La résolution est simplement qualifiée d’«infamie» par Tel-Aviv.
La coupure de tous les moyens de communication, couplée à l’imposition d’un black-out total, puis le lancement d’une opération terrestre couverte par une intensification sans précédent du déluge de feu aérien sur Ghaza, le soir même du vote de la résolution, expriment si besoin tout le cas fait par Israël des positions de la «communauté internationale».
Le veto en permis de tuer
La présidence palestinienne, qui attend une réaction plus décisive des instances internationales, trouve cependant bonne à prendre la résolution votée par l’Assemblée générale et invite à en tirer les conséquences, à défaut d’appeler à sa mise en application. «Le vote de 120 pays en faveur de la résolution signifie que le monde confirme son rejet de l’agression contre le peuple palestinien, de son déplacement de ses terres, et de la création d’une nouvelle catastrophe», a ainsi réagi le porte-parole de l’Autorité palestinienne, Nabil Abou Rudeina.
«Le monde devait prendre sérieusement note des résultats du vote», a-t-il encore estimé, ajoutant que les 14 pays qui ont voté contre doivent désormais comprendre que «le monde rejette la politique de deux poids deux mesures».

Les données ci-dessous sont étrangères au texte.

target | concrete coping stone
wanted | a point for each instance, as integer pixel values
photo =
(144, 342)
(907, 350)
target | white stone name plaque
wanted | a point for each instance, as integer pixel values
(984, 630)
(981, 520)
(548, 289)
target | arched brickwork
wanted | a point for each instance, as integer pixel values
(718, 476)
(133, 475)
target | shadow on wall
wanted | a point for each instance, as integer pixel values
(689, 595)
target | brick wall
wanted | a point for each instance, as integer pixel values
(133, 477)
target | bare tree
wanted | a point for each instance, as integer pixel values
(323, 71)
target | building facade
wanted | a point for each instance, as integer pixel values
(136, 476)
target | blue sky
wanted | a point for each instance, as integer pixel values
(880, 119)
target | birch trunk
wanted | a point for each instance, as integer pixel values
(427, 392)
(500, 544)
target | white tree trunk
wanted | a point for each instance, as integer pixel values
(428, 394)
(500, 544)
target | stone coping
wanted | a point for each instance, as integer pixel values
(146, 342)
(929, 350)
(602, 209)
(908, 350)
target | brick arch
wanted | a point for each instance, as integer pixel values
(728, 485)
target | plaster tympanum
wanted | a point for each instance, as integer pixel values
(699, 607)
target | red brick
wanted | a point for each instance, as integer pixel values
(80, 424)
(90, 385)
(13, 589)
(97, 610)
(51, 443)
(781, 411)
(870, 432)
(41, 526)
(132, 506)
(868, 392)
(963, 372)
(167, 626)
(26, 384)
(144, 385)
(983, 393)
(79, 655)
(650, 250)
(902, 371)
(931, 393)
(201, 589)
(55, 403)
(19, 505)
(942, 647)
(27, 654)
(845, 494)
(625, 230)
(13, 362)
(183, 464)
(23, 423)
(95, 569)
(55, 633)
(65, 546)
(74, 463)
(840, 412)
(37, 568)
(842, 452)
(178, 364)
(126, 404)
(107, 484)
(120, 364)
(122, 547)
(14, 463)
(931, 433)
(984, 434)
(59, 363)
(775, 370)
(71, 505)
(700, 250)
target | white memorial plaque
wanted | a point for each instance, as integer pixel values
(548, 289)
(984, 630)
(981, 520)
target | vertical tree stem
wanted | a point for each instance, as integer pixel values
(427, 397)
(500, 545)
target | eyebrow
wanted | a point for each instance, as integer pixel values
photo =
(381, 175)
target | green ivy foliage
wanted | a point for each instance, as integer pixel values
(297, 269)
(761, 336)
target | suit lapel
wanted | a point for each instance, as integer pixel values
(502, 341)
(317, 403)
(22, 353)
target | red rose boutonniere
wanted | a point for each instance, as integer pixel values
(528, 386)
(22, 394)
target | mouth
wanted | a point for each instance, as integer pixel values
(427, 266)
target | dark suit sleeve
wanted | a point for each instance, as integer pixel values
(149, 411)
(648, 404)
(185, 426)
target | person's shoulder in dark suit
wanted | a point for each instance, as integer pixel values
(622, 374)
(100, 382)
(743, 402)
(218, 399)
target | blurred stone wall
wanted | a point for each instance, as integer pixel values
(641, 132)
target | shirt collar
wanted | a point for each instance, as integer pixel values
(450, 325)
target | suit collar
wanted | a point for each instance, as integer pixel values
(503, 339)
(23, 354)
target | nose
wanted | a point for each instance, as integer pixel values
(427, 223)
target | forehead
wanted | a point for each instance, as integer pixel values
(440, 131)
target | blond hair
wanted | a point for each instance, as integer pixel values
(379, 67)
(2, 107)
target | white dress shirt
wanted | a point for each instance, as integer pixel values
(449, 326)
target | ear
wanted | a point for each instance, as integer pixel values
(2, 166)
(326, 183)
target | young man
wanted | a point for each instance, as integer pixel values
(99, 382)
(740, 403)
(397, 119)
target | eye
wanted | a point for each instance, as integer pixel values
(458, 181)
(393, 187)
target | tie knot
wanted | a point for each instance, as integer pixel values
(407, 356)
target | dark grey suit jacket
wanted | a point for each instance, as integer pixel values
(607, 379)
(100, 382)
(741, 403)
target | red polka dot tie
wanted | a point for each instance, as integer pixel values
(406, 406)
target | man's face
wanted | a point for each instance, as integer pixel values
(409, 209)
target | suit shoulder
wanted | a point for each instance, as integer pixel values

C’est la première fois, depuis le début de cette énième manche meurtrière contre Ghaza, sans doute la plus sanguinaire et la plus destructrice depuis le «désengagement» israélien de l’enclave en 2005 (après 38 ans d’occupation directe), que les instances internationales arrivent à pondre quelque chose qui appelle à faire cesser la tuerie engagée contre les Palestiniens.
Quatre projets de résolutions avaient été soumis sans succès au Conseil de sécurité de l’ONU les semaines dernières. Mercredi dernier, un projet de résolution américain a été bloqué par un double veto de la Chine et de la Fédération de Russie, qui n’ont pas approuvé la mention du «droit d’Israël à se défendre» contenue dans le texte. Le deuxième projet était l’œuvre de la diplomatie russe et appelait en substance à un «cessez-le-feu immédiat à Ghaza». Trop pour les Etats-Unis et le Royaume-Uni, qui ont voté contre.
C’était la deuxième fois qu’une proposition de résolution russe n’avait pas été validée par le Conseil de sécurité ; le 16 octobre un premier projet avait été rejeté parce qu’il ne condamnait pas explicitement le mouvement Hamas.
Enfin, le 18 octobre, c’est le Brésil de Lulla qui avançait sa propre initiative de résolution demandant des «pauses humanitaires» pour permettre l’acheminement d’aides à la population de Ghaza. Un projet prometteur d’autant qu’il émanait d’une diplomatie beaucoup moins impliquée dans des confrontations de blocs.
Mais le veto américain en a encore une fois décidé autrement. Le texte avait ce péché capital aux yeux des représentants de Washington de ne pas mentionner le sacro saint «droit d’Israël à se défendre». La loi du plus fort continue donc à s’imposer dans les travées de l’auguste institution internationale, plus douloureusement peut-être que jamais, à l’occasion de la folie meurtrière qui s’abat sur la bande de Ghaza depuis trois semaines.
Faillites symbolique, morale et diplomatique qui ne font que creuser les failles géopolitiques dans le monde et dont, certainement, les instances internationales de médiation ne sortiront pas indemnes après la crise.